There are several catalysts that could get Garmin to close its discount to intrinsic value. First, decongestion of the supply chain is critical. The availability of electronic components is making this a challenging environment for everyone, although I suspect the market is discounting this cyclical issue too much into the long-term forecast. Fortunately, Garmin has a vertically integrated footprint that it can leverage to more agilely navigate the supply chain than some of its competitors can. Second, I’m also bullish about the company’s Lily smartwatch product and the launch of the all-new Instinct 2 Series in two sizes. Demand for Garmin’s smartwatches have been significant thus far, and I believe it is positioned to further gain market share and eat away at Fitbit and Apple’s iWatch. In general, Garmin’s Outdoor segment benefits from the secular shift towards healthier lifestyles (or at least, attempts at them). The pandemic drove a lot of interest in active lifestyles and working out, and I anticipate this trend only continuing to grow.

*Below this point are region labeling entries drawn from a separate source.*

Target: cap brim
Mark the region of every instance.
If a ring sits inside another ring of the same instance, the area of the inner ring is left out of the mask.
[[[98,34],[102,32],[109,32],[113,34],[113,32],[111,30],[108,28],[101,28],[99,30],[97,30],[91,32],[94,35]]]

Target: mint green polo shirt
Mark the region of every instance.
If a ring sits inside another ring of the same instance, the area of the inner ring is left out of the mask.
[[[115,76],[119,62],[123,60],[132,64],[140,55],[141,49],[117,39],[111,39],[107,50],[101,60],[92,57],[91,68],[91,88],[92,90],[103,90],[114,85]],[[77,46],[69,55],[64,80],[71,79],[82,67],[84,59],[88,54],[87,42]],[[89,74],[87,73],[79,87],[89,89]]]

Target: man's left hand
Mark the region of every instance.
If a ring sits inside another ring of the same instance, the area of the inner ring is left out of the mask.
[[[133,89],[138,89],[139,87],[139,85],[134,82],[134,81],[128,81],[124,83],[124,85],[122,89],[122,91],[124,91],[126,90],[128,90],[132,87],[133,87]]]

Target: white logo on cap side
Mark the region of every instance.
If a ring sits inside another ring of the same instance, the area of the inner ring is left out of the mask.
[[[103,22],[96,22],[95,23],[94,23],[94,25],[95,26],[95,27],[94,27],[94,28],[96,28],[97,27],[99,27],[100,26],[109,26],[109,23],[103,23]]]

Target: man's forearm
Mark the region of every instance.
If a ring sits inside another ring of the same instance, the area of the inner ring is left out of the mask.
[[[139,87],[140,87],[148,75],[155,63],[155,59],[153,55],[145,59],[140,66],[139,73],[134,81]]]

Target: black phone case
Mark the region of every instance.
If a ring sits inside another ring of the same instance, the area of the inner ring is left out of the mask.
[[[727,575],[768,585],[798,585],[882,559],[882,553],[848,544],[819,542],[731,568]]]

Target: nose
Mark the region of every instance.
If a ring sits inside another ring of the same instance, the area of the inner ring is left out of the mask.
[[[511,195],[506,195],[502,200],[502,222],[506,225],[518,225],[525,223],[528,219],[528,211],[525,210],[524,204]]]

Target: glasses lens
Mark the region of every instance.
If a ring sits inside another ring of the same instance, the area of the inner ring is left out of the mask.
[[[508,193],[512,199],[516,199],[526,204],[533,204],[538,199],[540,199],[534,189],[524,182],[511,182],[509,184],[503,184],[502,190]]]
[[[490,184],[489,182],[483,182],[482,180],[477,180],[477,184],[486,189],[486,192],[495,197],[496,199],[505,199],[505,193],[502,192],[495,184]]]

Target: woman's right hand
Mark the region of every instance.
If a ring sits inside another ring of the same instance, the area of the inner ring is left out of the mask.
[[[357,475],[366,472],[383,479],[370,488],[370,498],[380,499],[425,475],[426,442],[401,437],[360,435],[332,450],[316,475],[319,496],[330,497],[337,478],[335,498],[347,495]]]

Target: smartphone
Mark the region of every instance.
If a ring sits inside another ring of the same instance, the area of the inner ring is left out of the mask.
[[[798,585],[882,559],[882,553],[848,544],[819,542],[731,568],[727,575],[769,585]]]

I am also extremely optimistic about the company’s auto position. Full year revenue grew 26% last year, and every year more and more cars are featuring Garmin’s technology. BMW recently unveiled their vision for in-car entertainment, where Garmin will start production for later this year before ramping up significantly in 2023.
Why I Could Be Wrong
There are several factors that temper my optimism. Firstly, in today’s mega-cap tech craze, it will be hard for Garmin to garner much attention even if it did fire on all cylinders. Tough competition in the smartwatch space also hinders the ability to have much foresight in top-line growth. Management has also stated that it is looking to increase prices; in light of the competition, this will not necessarily be a “check the box” kind of exercise. Finally, while the company’s long-run potential in auto looks promising, the short-term will be challenging given that it comes with lower margins. Given that much of the appeal of the stock is in its margins, it is therefore ironic that the high growth catalyst adds an adverse mix change from this perspective. Lastly, there may be a stronger-than-expected pullback in demand for cycling products as pandemic-fueled demand tempers.
It is hard to find any truly undervalued stock in today’s market. Nevertheless, Garmin stands out as a growth play at a reasonable valuation with a material upside story. With a shareholder friendly capital allocation policy and strong secular tailwinds in wearable technology, Garmin is well positioned to leverage its vertical integration to generate outsized returns. The stock’s underperformance relative to the broader market is out of line given that operational execution has generally been strong, margins remain solid, and growth opportunities continue to prove actionable. With large outdoor events like half marathons and 10Ks returning, you can expect to find a resurgence in Garmin’s products, which is fresh from some innovative launches. So, although Apple may continue to maintain the leading perception in the market, Garmin’s products remain top-of-the-line and poised for future outperformance.